Multidimensional analysis accurately predicts Ube3a m-/p+ genotype with reasonable sample sizes for mouse behavior
In practice, a behavioral study requiring >80 mice per genotype to detect group differences would likely be time and cost prohibitive. Here, we asked whether multidimensional analysis would retain high accuracy in groups with smaller sample sizes. To address this question, we performed a bootstrap analysis to predict the clustering accuracy that could be achieved across sample sizes ranging from n = 3–30 per group (Figs. 4a and S8c). We then performed multidimensional analysis on a behavioral cohort tested prospectively in a different laboratory with 12 animals per group (Dataset 2, Fig. S9). The bootstrap analysis predicted an accuracy of 90% using n = 12, and multidimensional analysis achieved 100% accuracy in this new cohort (Figs. 4b and S9). We hypothesized that accuracy was higher in a new cohort because the bootstrap analysis pulls animals randomly across multiple cohorts, introducing inter-cohort variability. We tested this hypothesis by performing multidimensional analysis separately in each of six individual cohorts from Dataset 1 (Fig. S9). Accuracy in each of these cohorts also outperformed the expectations of the bootstrap analysis, ranging from 92–100% with sample sizes of ~13–15 animals per genotype (Fig. 4a; open circles). The cohort sizes tested here are comparable to the sample sizes determined by Sonzogni et al. to be required to detect group level differences on individual behavioral tests (n = 7–21, depending on test) . Overall, this work confirms that multidimensional analysis of behavior is highly accurate in Ube3a mice using typical sample sizes for mouse behavior.
Multidimensional analysis remains effective using a single PC for clustering
A potentially valuable use of multidimensional behavioral analysis is the possibility of summarizing an animal’s overall phenotypic severity as a single number (PC1). Such an approach will only be valuable if (a) PC1 represents a substantial amount of the total variability in the dataset and (b) PC1 alone is sufficient to accurately predict Ube3a genotype. PC1 accounts for 37.7% of variance in the dataset (Figs. S3 and 5a) and correlates strongly with each behavioral measure tested (Fig. 5a, b). Clustering accuracy remained high (94.7%) using a single principal component for k-means clustering (Fig. 5c). Increasing the number of PCs to 3–4 (accounting for up to 75% of total variation) provided little additional benefit in predicting Ube3a genotype (Fig. 5d, e). Overall, these results suggest that PC1 alone is sufficient to accurately predict Ube3a genotype.
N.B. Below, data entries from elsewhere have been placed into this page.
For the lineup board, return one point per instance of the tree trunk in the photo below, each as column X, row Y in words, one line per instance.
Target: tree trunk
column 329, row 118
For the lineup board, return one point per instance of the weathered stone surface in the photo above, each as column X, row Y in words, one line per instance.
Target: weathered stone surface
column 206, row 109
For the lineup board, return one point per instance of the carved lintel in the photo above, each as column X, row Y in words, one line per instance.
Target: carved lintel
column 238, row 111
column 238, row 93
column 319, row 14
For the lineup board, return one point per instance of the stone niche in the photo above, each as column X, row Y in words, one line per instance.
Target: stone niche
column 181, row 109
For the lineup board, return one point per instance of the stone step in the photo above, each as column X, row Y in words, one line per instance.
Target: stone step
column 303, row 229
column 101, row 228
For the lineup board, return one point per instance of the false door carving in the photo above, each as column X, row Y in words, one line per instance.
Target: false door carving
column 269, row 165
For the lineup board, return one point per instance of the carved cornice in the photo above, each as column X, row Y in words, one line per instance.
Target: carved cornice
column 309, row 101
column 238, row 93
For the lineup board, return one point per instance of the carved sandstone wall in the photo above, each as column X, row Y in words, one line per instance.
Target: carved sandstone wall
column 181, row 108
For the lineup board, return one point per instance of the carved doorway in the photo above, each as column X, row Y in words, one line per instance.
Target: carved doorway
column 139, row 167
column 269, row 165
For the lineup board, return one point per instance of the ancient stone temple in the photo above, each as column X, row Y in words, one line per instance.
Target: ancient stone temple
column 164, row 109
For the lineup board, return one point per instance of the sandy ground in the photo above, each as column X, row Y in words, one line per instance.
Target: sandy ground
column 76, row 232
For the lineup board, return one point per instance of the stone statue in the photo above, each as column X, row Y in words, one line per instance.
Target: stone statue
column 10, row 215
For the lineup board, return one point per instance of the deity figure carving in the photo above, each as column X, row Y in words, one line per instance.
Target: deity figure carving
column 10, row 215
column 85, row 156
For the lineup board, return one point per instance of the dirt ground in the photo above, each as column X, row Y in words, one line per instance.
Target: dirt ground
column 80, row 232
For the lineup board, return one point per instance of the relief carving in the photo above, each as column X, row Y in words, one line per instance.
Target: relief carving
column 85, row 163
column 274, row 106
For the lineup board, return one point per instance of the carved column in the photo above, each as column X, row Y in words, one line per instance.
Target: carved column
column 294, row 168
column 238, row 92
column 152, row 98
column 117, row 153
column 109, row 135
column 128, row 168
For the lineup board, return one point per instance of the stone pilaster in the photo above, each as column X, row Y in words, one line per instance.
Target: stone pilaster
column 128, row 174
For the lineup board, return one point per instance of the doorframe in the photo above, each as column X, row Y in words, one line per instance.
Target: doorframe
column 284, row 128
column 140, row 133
Multidimensional analysis can detect behavioral improvement following paternal Ube3a unsilencing
Behavioral testing in mouse models of neurodevelopmental disorders is often used to test the preclinical effectiveness of treatments . We performed multidimensional analysis of behavior in a group of mice where CRISPR/Cas9-based targeting of Ube3a-ATS enabled unsilencing of the paternal Ube3a allele and re-expression of UBE3A protein . In this cohort (Dataset 3), the series of behavioral tests performed was similar but not identical to the series of tests performed by Sonzogni and colleagues  (Figs. 6a and S11a). In this dataset, PC1 represented 31.0% of total variance and clustering accuracy was 100% between WT and Ube3am-/p+ non-drug control groups when using 1 PC for clustering (Fig. S11b–d). CRISPR/Cas9 treatment resulted in an amelioration, but not full correction, of overall behavioral severity in Ube3am-/p+ mice as measured by PC1 (Fig. 6b, c; main effect of group: F(2,30) = 93.66, p < 0.0001; post hoc WT/control vs. AS/control: p < 0.0001; post hoc AS/control vs. AS/treatment: p < 0.0001). We observed a significant effect of treatment using PC1 under multiple conditions where different combinations of behavioral measures were included in the analysis (Fig. S11e–g).
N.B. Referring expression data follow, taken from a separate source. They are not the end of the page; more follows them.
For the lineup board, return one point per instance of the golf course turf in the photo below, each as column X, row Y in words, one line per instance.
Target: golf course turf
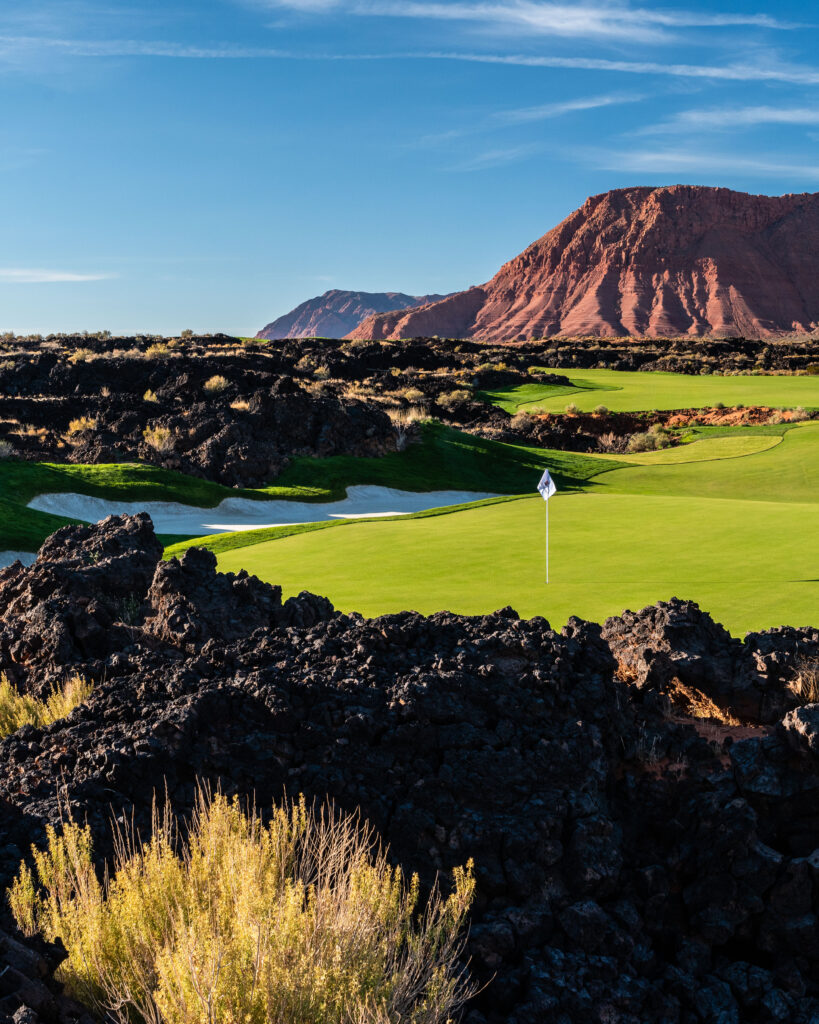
column 730, row 519
column 737, row 532
column 622, row 391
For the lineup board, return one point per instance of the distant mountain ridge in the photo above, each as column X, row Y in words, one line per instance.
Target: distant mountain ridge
column 645, row 262
column 336, row 312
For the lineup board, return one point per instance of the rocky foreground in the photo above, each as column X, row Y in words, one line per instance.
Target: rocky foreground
column 635, row 862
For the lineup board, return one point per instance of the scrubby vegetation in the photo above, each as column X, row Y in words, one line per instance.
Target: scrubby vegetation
column 17, row 710
column 300, row 922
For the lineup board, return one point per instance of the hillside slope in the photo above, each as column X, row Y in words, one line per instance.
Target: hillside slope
column 336, row 313
column 645, row 262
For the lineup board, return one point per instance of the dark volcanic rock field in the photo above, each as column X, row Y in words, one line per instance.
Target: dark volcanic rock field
column 635, row 863
column 236, row 412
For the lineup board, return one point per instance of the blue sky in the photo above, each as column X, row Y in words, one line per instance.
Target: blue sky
column 212, row 164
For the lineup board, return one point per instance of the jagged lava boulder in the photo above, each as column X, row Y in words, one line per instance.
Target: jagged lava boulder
column 630, row 867
column 646, row 262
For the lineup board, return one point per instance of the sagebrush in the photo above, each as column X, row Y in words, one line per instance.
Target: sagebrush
column 299, row 922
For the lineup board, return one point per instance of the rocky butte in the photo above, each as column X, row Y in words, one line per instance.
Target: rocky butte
column 644, row 262
column 336, row 313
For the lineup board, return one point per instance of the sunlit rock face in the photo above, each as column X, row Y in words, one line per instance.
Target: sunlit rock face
column 645, row 262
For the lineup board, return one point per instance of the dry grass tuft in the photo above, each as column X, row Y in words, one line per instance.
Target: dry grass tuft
column 17, row 710
column 160, row 438
column 215, row 384
column 302, row 922
column 806, row 683
column 82, row 423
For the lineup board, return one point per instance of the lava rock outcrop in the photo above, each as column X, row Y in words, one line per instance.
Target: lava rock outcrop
column 635, row 863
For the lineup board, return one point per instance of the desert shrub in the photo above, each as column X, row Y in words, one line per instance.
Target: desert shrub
column 450, row 399
column 82, row 355
column 302, row 922
column 402, row 420
column 643, row 442
column 82, row 423
column 806, row 682
column 160, row 438
column 215, row 384
column 17, row 710
column 158, row 350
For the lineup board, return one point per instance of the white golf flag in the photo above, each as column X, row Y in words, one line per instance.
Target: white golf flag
column 547, row 485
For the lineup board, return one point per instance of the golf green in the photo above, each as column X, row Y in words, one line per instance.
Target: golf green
column 736, row 530
column 623, row 391
column 751, row 564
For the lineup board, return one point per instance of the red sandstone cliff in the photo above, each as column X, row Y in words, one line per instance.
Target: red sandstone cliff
column 645, row 262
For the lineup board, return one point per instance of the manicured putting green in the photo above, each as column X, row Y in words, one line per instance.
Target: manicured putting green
column 736, row 530
column 751, row 564
column 622, row 391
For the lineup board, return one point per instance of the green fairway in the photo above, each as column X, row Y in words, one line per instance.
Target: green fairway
column 786, row 472
column 622, row 391
column 735, row 527
column 442, row 459
column 751, row 564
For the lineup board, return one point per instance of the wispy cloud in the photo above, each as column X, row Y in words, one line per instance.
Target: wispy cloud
column 738, row 72
column 526, row 115
column 616, row 22
column 545, row 112
column 727, row 118
column 18, row 275
column 675, row 161
column 499, row 157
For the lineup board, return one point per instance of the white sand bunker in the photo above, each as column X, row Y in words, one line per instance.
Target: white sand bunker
column 9, row 557
column 245, row 513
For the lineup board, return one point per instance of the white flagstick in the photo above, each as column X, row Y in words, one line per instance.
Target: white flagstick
column 547, row 488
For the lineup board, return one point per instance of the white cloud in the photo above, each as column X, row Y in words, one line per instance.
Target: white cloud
column 616, row 22
column 18, row 275
column 671, row 161
column 753, row 72
column 545, row 112
column 717, row 119
column 499, row 158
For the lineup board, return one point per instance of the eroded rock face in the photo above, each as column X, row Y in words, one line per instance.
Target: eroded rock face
column 632, row 866
column 335, row 313
column 653, row 262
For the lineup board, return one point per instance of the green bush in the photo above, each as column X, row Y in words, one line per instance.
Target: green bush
column 302, row 922
column 643, row 442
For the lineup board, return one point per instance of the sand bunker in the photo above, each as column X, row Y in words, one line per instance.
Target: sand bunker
column 244, row 513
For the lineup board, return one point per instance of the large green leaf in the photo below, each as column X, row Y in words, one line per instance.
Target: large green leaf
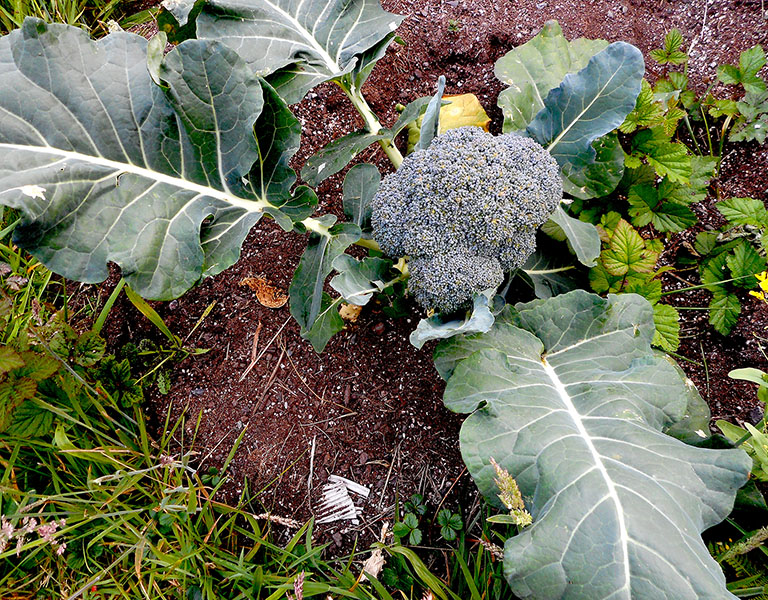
column 298, row 44
column 536, row 67
column 588, row 105
column 583, row 238
column 550, row 271
column 308, row 300
column 571, row 400
column 600, row 177
column 108, row 166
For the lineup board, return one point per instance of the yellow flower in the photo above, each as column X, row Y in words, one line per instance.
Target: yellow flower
column 762, row 279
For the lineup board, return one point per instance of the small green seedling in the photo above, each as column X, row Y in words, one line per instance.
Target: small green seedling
column 408, row 528
column 450, row 524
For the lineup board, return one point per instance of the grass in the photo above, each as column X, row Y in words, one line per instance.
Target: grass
column 91, row 15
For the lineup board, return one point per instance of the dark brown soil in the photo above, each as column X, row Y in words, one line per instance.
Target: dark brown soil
column 369, row 408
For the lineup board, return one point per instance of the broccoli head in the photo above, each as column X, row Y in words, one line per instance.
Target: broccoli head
column 465, row 210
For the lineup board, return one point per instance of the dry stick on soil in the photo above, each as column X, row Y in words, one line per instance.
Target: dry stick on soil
column 703, row 27
column 352, row 414
column 389, row 474
column 253, row 352
column 260, row 401
column 311, row 466
column 314, row 393
column 464, row 470
column 267, row 347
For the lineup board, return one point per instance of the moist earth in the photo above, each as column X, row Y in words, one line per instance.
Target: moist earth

PUMBAA: A graphical user interface for multidimensional analysis of behavior
Multidimensional analysis may be valuable for other behavioral datasets in Ube3am-/p+ mice and mouse models of related disorders. To enable widespread use of multidimensional behavioral analysis, we developed a graphical user interface for phenotyping using a multidimensional behavioral analysis algorithm (PUMBAA; Fig. S12; https://github.com/sidorovlab/PUMBAA). PUMBAA runs in a MATLAB environment but does not require users to have prior MATLAB coding knowledge. PUMBAA enables user control of analysis parameters for all steps including data selection, data standardization, principal component analysis, clustering, and validation.
Multidimensional analysis of behavior (Fig. 1) correctly predicted Ube3a genotype in a mouse model of AS with high accuracy (Fig. 2). This approach retained high accuracy with multiple combinations of behavioral data (Fig. 3) and in behavioral cohorts of a manageable size (n = ~12–15; Fig. 4). Principal component analysis enabled the simplification of an animal’s overall behavioral profile to a single severity score (PC1, Fig. 5) that demonstrated improvement following treatment (Fig. 6). We propose that multidimensional behavioral analysis provides a generalizable approach to quantify behavioral impairment and screen treatments preclinically in rodent models of neurodevelopmental disorders.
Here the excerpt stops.